Collectors old enough to remember when baseball card manufacturers issued traded and update sets at the end of each year will appreciate the goal of 2006 Upper Deck Update Baseball. Taking up where Upper Deck Series 2 left off, Update adds the final 250 cards of traded players and 2006 rookies to finish off the complete 1250-card run of Upper Deck baseball cards.
My retail review box of Upper Deck Update contained 24 packs with eight cards per pack.
Since it's a continuation of Upper Deck Series 1 and 2, Update sports the same borderless design, with the players' last names overlaid by their full names and positions in silver foil. The first 220 cards are players who switched teams in 2006, managers and rookies, while the final 30 cards are team checklists.
The card backs feature complete career statistics, even for guys who have been around forever like Greg Maddux and Jamie Moyer. My box held 178 of the 250 cards in the set, plus two gold foil parallels numbered to 99.
A large percentage of the base cards have the MLB Rookie Card logo on them even though many of the players have had cards issued in previous seasons. This is an issue that's likely to be around for the next few years, until baseball's new rules on players appearing on cards have a chance to affect more of the game's young players.
The lone autograph insert, InkRedible, captures the signatures of 59 different major leaguers. The checklist is skewed heavily towards younger players, but the short prints include some bigger names like Derek Jeter and Ken Griffey Jr.
The About.com review box contained an autograph of Minnesota Twins pitcher Jesse Crain.
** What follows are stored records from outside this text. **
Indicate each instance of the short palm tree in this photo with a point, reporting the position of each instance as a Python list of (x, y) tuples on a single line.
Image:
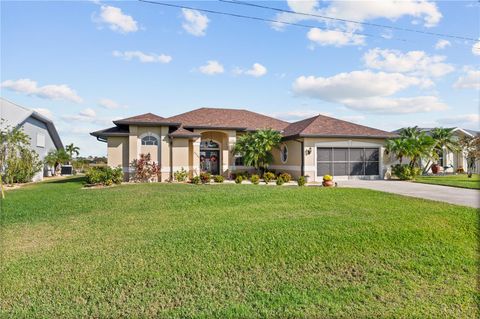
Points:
[(256, 148)]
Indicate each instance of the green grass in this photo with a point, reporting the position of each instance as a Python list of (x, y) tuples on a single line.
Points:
[(234, 251), (460, 180)]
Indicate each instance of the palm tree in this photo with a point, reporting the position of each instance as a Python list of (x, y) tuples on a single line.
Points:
[(256, 148), (72, 149)]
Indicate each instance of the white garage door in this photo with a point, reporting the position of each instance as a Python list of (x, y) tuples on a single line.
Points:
[(338, 161)]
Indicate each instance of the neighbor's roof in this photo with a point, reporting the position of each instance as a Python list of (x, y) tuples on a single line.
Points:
[(324, 126), (227, 119), (15, 115)]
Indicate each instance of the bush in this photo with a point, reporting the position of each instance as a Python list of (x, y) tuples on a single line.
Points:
[(301, 181), (255, 179), (205, 177), (268, 177), (218, 179), (286, 177), (238, 179), (104, 175), (405, 172), (181, 175), (195, 180)]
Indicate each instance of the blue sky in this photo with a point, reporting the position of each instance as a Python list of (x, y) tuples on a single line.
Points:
[(86, 63)]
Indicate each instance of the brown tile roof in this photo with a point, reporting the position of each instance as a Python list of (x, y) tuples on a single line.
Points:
[(147, 118), (228, 119), (321, 125), (181, 132)]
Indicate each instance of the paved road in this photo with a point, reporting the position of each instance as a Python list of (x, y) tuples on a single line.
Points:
[(453, 195)]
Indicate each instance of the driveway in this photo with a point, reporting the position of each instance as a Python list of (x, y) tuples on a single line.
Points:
[(452, 195)]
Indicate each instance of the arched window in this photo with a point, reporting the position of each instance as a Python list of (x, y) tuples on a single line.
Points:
[(284, 153), (149, 140)]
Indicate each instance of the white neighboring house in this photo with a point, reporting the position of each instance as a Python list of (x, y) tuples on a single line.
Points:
[(41, 130), (453, 161)]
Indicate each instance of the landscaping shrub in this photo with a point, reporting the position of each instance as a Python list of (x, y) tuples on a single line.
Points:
[(205, 177), (280, 181), (405, 172), (268, 177), (255, 179), (239, 179), (286, 177), (218, 179), (301, 181), (181, 175), (104, 175), (195, 180)]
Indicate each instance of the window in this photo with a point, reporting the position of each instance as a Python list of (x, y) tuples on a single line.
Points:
[(149, 140), (40, 140), (347, 161), (284, 153)]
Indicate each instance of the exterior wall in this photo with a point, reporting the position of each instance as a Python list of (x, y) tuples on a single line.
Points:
[(33, 128), (311, 144)]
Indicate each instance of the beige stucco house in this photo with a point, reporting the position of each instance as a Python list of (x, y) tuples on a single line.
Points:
[(203, 140)]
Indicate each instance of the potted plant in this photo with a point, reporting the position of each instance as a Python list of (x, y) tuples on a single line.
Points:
[(328, 181)]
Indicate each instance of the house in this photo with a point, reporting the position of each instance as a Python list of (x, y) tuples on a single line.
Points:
[(43, 135), (203, 140), (451, 161)]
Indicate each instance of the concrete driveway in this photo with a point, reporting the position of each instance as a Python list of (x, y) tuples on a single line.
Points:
[(452, 195)]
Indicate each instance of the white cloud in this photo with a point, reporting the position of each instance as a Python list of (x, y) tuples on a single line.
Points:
[(212, 67), (143, 57), (117, 20), (334, 37), (471, 80), (111, 104), (257, 70), (51, 91), (412, 62), (195, 23), (369, 91), (476, 48), (463, 120), (45, 112), (442, 44)]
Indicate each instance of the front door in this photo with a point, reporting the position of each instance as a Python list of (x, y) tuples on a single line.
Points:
[(209, 161)]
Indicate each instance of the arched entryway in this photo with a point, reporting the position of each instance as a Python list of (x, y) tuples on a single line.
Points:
[(210, 156)]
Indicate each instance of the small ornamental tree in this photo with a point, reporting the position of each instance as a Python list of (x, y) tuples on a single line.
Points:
[(145, 169)]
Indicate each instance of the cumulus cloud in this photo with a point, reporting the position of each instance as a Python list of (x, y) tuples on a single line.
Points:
[(334, 37), (257, 70), (463, 120), (143, 57), (476, 48), (111, 104), (442, 44), (195, 23), (470, 80), (51, 91), (412, 62), (369, 91), (117, 20), (212, 67)]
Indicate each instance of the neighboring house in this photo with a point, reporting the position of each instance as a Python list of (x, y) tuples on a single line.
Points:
[(41, 130), (451, 161), (203, 140)]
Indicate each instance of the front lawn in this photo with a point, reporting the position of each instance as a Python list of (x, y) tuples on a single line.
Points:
[(460, 180), (234, 251)]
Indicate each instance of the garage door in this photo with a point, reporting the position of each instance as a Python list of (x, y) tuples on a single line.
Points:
[(347, 161)]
Star Attractions carries over from Upper Deck Series 1 with 50 more players, though some of the unproven names stretch the definition of the word 'star' a bit. These inserts fell every other pack in my review box.
The Last Word
Upper Deck Update Baseball accomplishes what it sets out to do - making sure almost everyone who suited up in the majors in 2006 is on an Upper Deck baseball card - and it does so in an affordable, no frills fashion. Collectors of high dollar single cards will have to go elsewhere, but set builders and anyone nostalgic for the large baseball card sets of the past are going to want to pick up a box.